The human monoblastoid tumor cell line U937 [31] that can be differentiated into macrophage-like cells by treatment with phorbol-12-myristate 13-acetate (PMA) exhibits ACh synthesizing activity of choline acetyltransferase and contains approximately 0.02 pmol/10⁶ of ACh [32]. Although, to the best of our knowledge, the subunit composition of nAChRs expressed in U937 cells have not been established, it has been reported that these cells respond to nicotine [33], [34]. Therefore, U937 cells provide a useful model for studying basic mechanisms of macrophage regulation by auto/paracrine ACh through nAChRs.

In this study, we characterized the profile of nAChR subunits expressed in the macrophage-like differentiated U937 cells and demonstrated how the receptor repertoire changes upon cell activation with lipopolysaccharide (LPS).
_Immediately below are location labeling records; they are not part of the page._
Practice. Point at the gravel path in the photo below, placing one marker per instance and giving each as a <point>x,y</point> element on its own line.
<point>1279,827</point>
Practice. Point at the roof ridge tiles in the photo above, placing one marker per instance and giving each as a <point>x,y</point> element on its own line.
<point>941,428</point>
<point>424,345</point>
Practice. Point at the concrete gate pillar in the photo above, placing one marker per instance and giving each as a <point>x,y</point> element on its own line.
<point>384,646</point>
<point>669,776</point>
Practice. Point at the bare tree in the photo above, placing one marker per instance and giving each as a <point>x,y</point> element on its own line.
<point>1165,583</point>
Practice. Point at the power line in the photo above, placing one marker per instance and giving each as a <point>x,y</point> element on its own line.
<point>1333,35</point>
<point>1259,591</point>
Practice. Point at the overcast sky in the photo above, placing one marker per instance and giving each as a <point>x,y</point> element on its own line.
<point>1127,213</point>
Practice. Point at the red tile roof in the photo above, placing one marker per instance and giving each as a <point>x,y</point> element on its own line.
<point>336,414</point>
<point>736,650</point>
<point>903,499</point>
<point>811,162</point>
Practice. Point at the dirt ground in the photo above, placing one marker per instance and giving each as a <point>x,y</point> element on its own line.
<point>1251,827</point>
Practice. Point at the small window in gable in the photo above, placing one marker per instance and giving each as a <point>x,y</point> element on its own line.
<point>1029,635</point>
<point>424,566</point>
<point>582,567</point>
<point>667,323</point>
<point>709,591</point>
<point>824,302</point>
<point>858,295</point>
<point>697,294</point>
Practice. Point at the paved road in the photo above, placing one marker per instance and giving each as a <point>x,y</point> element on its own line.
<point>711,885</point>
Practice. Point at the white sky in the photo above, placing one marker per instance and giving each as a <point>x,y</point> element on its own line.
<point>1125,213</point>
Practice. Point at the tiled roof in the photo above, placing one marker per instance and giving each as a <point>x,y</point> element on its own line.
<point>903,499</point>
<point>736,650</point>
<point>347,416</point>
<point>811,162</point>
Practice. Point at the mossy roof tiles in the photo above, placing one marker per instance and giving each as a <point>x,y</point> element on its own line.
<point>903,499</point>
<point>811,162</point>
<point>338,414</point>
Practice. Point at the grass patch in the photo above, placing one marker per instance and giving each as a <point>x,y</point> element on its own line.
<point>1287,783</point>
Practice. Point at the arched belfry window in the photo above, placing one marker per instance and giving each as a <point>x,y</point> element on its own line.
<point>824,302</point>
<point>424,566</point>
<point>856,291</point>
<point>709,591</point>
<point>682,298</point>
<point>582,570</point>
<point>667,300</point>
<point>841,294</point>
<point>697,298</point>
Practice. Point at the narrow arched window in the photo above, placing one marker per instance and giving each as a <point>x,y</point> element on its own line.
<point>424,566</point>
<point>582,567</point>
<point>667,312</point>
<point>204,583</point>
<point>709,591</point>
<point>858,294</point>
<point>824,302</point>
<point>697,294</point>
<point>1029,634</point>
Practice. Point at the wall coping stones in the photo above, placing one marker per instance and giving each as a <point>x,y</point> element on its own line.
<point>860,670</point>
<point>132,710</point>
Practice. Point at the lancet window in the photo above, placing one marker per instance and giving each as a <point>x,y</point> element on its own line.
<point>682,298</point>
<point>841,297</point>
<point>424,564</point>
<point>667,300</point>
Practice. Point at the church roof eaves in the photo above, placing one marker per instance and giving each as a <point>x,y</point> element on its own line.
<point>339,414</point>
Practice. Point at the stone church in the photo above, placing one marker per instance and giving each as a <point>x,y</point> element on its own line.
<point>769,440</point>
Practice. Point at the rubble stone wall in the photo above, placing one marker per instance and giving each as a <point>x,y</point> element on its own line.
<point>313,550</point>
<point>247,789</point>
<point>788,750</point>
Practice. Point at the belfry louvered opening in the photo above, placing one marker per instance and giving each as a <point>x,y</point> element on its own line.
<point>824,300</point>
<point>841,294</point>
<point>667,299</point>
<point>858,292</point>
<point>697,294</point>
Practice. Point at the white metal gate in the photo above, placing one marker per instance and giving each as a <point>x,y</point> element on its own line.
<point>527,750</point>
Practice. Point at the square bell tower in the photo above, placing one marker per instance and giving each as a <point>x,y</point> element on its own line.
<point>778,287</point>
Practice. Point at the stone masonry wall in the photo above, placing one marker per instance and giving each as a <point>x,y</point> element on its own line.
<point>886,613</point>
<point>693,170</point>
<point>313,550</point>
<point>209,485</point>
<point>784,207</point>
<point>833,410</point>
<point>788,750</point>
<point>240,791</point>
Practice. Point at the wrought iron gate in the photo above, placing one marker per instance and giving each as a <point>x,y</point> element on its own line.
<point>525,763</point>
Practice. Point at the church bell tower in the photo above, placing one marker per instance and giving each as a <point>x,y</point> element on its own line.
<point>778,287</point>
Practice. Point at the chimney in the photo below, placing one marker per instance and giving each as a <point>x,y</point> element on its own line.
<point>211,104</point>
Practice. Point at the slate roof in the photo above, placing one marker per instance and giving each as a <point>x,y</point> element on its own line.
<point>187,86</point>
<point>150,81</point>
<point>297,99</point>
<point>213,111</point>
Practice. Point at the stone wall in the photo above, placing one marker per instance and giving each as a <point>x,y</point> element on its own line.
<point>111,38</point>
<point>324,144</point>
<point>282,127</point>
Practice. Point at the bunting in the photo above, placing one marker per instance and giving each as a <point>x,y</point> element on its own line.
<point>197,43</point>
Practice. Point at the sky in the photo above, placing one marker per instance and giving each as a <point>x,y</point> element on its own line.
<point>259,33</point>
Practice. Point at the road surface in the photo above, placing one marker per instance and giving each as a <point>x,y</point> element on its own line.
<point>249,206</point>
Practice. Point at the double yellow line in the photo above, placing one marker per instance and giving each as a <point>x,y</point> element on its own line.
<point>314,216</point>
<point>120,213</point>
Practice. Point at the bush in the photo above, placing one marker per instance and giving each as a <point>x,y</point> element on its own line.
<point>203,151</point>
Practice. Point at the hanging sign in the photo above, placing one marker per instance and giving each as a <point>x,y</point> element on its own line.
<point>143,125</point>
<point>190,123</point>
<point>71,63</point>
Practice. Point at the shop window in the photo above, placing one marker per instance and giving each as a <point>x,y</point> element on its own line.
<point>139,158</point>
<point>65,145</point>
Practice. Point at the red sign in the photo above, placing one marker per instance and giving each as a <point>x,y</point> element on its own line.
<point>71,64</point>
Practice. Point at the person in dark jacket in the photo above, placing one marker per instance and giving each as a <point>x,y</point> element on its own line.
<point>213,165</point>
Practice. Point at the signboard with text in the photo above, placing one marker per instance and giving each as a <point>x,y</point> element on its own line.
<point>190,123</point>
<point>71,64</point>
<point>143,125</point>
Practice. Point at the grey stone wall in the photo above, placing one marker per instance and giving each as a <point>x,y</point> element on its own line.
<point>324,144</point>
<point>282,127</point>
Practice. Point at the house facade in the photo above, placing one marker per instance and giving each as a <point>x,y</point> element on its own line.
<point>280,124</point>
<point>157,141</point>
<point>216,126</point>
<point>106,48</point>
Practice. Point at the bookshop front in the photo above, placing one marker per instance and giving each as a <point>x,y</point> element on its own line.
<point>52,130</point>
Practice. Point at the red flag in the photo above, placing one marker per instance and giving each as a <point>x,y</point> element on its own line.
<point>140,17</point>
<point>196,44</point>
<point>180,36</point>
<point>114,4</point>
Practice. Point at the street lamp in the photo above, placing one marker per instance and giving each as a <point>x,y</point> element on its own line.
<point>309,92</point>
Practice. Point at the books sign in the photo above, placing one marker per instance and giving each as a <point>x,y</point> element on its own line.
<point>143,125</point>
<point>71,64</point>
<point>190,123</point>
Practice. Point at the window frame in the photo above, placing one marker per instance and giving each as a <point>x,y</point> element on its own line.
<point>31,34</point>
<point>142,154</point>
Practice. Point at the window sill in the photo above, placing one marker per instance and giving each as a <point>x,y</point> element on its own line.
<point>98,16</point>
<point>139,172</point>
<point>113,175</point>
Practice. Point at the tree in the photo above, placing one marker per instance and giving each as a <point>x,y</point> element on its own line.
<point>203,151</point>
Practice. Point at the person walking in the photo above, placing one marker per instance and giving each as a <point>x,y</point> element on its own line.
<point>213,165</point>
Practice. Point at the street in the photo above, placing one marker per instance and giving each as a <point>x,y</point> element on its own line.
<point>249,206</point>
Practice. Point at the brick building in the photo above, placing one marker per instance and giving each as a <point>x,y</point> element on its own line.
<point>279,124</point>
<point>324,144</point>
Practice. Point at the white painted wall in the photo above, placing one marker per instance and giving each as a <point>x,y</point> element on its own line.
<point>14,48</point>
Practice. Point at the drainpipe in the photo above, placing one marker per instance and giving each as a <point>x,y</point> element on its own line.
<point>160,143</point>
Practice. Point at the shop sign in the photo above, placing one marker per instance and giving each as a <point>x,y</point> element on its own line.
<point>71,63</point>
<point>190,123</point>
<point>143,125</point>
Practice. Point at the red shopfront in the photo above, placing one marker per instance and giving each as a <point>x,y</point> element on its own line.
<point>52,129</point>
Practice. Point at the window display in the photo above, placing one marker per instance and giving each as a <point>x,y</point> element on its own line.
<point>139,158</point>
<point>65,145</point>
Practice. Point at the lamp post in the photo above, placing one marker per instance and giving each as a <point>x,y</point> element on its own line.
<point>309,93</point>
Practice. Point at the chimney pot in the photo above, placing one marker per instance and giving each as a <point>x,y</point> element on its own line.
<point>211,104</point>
We also established relative contributions of α7- and non-α7 nAChR subtypes expressed in these cells to regulation of the pro- and anti-inflammatory cytokine production. The obtained results indicated that the macrophage nAChR subtypes are differentially coupled to regulation of production of distinct cytokines by auto/paracrine ACh. These findings offer a new insight on how nicotinic agonists control inflammation, thus laying a groundwork for the development of novel immunomodulatory therapies based on the nAChR subtype selectivity of nicotinic agonists.